A Behavioural and neurobiological assessment of effort-based decision-making in cannabis use disorder: An initial/preliminary investigation
- PMID: 40528148
- DOI: 10.3758/s13415-025-01308-x
A Behavioural and neurobiological assessment of effort-based decision-making in cannabis use disorder: An initial/preliminary investigation
Abstract
Low motivation for noncannabis rewards is a common clinical feature of cannabis use disorder (CUD), yet its underlying neurobiological mechanisms remain largely unknown. This study applied a sequential effort-based decision-making task during functional magnetic resonance imaging to quantify motivation and test for potential neurofunctional differences during prospective effort/reward encoding (Cue1), integration of effort and reward cues (Cue2), and choice behaviour in individuals with CUD (n = 21) and healthy controls (HCs) (n = 20). Behavioural in-scanner results demonstrated that participants in both groups made significantly fewer high-effort choices as effort levels increased on the task, yet they selected significantly more high-reward choices as reward magnitude increased. At the neural level, the CUD group showed decreased ventromedial prefrontal cortex activity, as well as reduced activity in the culmen, posterior cingulate, and superior temporal gyrus during the encoding of prospective effort and reward cues (Cue1) respectively, compared with controls. Conversely, the CUD group showed increased parietal lobule, superior temporal gyrus, fusiform gyrus, middle occipital gyrus, cingulate gyrus, and claustrum activity during the integration phase of the task (Cue2) relative to controls. Exploratory correlations revealed that bilateral ventral striatum activity during prospective effort cues was associated with the proportion of accepted high-effort and high-reward trials, predominantly driven by the CUD group. Altogether, these findings indicate fronto-striatal but also posterior cortical processing alterations during prospective signaling and during effort-reward information integration. By temporally disconnecting effort expenditure from reward magnitude, the current findings shed light on how these constructs independently and simultaneously influence dysregulated effortful goal-directed choice behaviour in CUD.

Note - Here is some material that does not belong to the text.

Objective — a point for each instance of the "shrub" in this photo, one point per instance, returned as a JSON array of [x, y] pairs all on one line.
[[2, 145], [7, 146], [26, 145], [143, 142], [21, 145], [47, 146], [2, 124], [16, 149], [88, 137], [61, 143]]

Keywords: Cannabis use disorder; Choice behaviour; Effort expenditure; Effort-based decision-making; Imaging; Neural correlates; Reward sensitivity; Valuation.
© 2025. The Psychonomic Society, Inc.
Conflict of interest statement
Declarations. Ethics approval: The current study had ethics approval through the Hamilton Integrated Research Ethics Board Project #3319. Consent to participate: All participants provided informed consent to participate in the research study. Consent for publication: Not applicable. Conflicts of interest/Competing interests: I.B. has received funding from the International Centre for Responsible Gaming and the Gambling Research Exchange Ontario as well as consulting fees from Bausch. JM is a principal and senior scientist in Beam Diagnostics Inc. and has served as a consultant to Clairvoyant Therapeutics Inc. No funding from these entities was used to support the current work, and all views expressed are solely those of the authors.